Sur Rapa Nui (île de Pâques), Lee Karp Boss, Marcella Cornejo, Leïla Tirichine, Mélissa Duhaime et Franck Prejger, les scientifiques du leg Valparaiso-Pâques ont eux débarqué pour de bon. Après quelques jours sur l’île mystérieuse, ils reprendront respectivement le chemin de leur laboratoire, des souvenirs plein la tête et une expérience atypique dans leur bagage. Pour l’américaine Mélissa Duhaime, qui passe d’habitude ses journées devant son ordinateur pour étudier le séquençage d’ADN des virus, le changement de quotidien fut radical. « J’ai passé près d’un mois dans le laboratoire humide, j’ai souffert parfois du mal de mer, mais à présent je mesure l’effort que nécessite cet échantillonnage.  Je garde un magnifique souvenir de cette expédition, que ce soit sur le plan scientifique, ou sur le plan humain. »  Les impressions de Mélissa font l’unanimité au sein de l’équipe débarquée. Lee Karp Boss, chef scientifique de ce leg, ressent aussi et surtout la satisfaction d’avoir accompli la mission qui lui avait été confiée, et cela malgré le retard pris au départ de Valparaiso et les conditions météorologiques difficiles, lors des premières stations. « Professionnellement et personnellement, l’expérience sur Tara a été très intense et ça serait avec plaisir que j’embarquerais pour une autre aventure ! ».

Gabriella Gilkes et Sarah Searson, elles poursuivent l’aventure, entourées de nouvelles recrues, qui ne sont néanmoins pas toutes étrangères à la goélette. Figure récurrente de « Tara Oceans », Céline Dimier a repris le flambeau de l’échantillonnage des protistes. Ce long leg est aussi l’occasion pour la jeune scientifique de faire un point sur l’état du matériel dans le laboratoire humide et de préparer les legs suivants.  Stéphane Pesant, chef scientifique nouvellement embarqué, connaît lui aussi le voilier et les protocoles. Après les legs Tanger-Alger et Abu Dhabi-Maldives, le chercheur de l’université de Brême explore pour la première fois les eaux du Pacifique Sud. « Mes objectifs sont d’une part de suivre le programme établi et les protocoles avec rigueur. D’un point de vue scientifique, le défi est d’explorer en profondeur la richesse de cette zone du Pacifique qui, vue de la surface, est en apparence pauvre en nutriments et en plancton. ».

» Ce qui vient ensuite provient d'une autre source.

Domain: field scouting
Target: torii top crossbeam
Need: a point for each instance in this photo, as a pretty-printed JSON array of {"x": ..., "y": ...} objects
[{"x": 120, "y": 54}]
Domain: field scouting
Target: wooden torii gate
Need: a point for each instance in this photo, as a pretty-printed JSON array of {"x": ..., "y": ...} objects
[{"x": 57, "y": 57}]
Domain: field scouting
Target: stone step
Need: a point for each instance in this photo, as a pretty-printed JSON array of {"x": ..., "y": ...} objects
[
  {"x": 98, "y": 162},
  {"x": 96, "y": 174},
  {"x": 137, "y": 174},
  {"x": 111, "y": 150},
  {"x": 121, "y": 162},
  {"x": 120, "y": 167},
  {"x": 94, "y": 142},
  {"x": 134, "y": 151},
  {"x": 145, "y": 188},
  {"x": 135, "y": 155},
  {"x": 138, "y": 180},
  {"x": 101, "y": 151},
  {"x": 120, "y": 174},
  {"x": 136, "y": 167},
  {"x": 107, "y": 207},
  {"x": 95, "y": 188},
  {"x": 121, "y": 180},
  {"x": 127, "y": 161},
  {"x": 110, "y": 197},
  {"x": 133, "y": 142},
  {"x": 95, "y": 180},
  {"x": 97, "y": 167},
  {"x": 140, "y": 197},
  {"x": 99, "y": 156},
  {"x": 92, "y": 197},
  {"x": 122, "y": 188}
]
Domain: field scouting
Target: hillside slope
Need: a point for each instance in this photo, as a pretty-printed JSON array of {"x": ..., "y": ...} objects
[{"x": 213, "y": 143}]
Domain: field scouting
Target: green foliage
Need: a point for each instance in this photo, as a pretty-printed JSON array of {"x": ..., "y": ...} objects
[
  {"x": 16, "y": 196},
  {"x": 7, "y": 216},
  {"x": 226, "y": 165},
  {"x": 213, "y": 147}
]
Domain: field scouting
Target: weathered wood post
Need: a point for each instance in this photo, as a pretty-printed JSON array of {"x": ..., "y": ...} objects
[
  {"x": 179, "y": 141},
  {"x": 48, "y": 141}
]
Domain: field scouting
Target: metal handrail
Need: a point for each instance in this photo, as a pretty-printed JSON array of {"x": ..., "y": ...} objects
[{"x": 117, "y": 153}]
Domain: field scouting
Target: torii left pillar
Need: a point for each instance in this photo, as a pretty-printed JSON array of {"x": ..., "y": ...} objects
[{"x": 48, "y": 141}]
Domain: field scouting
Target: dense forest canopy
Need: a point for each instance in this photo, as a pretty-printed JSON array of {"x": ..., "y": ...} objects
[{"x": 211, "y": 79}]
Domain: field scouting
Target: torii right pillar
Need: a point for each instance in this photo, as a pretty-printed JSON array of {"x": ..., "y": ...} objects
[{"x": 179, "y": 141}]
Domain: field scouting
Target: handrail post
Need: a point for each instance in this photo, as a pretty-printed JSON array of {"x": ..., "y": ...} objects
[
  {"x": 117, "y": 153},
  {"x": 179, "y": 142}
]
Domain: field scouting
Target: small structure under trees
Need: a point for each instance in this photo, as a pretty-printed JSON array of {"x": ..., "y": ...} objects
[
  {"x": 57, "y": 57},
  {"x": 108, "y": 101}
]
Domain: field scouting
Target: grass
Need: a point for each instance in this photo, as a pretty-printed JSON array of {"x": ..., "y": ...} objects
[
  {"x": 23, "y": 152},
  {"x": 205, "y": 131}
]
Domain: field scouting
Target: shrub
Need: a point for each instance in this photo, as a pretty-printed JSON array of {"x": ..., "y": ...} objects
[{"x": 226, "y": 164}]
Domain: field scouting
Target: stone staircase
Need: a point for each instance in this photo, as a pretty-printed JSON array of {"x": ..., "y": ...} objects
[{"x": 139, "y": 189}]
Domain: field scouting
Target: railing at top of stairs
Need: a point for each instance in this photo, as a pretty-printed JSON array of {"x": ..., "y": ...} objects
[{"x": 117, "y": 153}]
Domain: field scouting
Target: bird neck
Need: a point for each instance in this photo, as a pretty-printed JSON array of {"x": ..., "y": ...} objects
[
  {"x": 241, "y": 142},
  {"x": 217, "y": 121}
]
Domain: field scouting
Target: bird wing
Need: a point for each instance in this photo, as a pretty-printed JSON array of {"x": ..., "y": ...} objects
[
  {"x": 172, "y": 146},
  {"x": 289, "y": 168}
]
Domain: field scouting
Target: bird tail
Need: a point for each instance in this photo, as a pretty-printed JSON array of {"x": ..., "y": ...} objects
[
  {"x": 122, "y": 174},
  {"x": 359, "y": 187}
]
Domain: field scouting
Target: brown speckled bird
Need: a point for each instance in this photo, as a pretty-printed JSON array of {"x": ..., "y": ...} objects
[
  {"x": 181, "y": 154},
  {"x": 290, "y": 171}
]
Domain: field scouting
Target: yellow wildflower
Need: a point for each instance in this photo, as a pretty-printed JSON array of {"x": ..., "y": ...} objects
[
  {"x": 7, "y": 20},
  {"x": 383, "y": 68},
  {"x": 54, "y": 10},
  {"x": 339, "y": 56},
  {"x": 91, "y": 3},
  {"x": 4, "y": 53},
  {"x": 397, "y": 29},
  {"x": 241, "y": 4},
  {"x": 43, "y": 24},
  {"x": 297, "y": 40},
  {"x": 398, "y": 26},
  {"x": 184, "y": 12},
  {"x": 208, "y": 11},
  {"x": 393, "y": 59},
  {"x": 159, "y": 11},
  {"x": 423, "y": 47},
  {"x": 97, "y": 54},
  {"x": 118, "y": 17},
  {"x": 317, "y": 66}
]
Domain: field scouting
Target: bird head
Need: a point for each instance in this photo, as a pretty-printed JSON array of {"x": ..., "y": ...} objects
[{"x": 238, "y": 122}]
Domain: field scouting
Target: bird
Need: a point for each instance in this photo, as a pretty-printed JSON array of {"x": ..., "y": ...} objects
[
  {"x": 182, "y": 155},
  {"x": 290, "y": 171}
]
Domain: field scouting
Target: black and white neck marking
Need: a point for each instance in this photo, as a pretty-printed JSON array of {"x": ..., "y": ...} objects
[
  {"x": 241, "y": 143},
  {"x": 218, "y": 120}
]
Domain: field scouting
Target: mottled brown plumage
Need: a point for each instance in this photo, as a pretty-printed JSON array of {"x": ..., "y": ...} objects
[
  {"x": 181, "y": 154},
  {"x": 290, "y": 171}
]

A bord, le français Vincent Taillandier et l’espagnole Montse Coll Llado découvrent, eux, pour la première fois le travail et la vie sur Tara. Mais ces deux scientifiques ont chacun à leur actif de nombreuses expéditions sur des navires scientifiques. Responsable du déploiement de la CTD et du traitement de ses données pour le laboratoire de Villefranche-sur-mer, Vincent navigue régulièrement en mer Méditerranée. Le Pacifique Sud, il le connaît pour avoir travaillé sur les données de deux flotteurs profileurs immergés aux alentours de l’île de Pâques. « Cette traversée m’intéresse particulièrement parce que pendant deux ans et demi, j’ai étudié les données délivrées par les flotteurs. Etre sur cette zone permet d’avoir une autre appréhension du milieu, je peux observer la couleur de l’eau, l’état de la mer… Il y a plus de feeling que par la télédétection ! ».

En dernière année de thèse à l’ICM-CSIC de Barcelone, Montse, elle, s’est déjà aventurée sur des navires scientifiques en Arctique et en mer Méditerranée. Comme pour beaucoup de chercheurs embarqués sur Tara, une mission à bord d’un voilier reste une grande première. Les quelques jours d’acclimatation passés, la jeune catalane se sent à présent très à l’aise dans son laboratoire flottant, entourée d’une équipe majoritairement francophone.
 
Dans la nuit, la nouvelle équipe achèvera la station longue numéro 98, il faudra ensuite naviguer deux jours en direction de Guayaquil pour effectuer les prochains prélèvements. Du côté de la météo, le temps s’annonce plus que clément pour les prochains jours, au grand dam des marins qui rêvent déjà de sortir la voilure.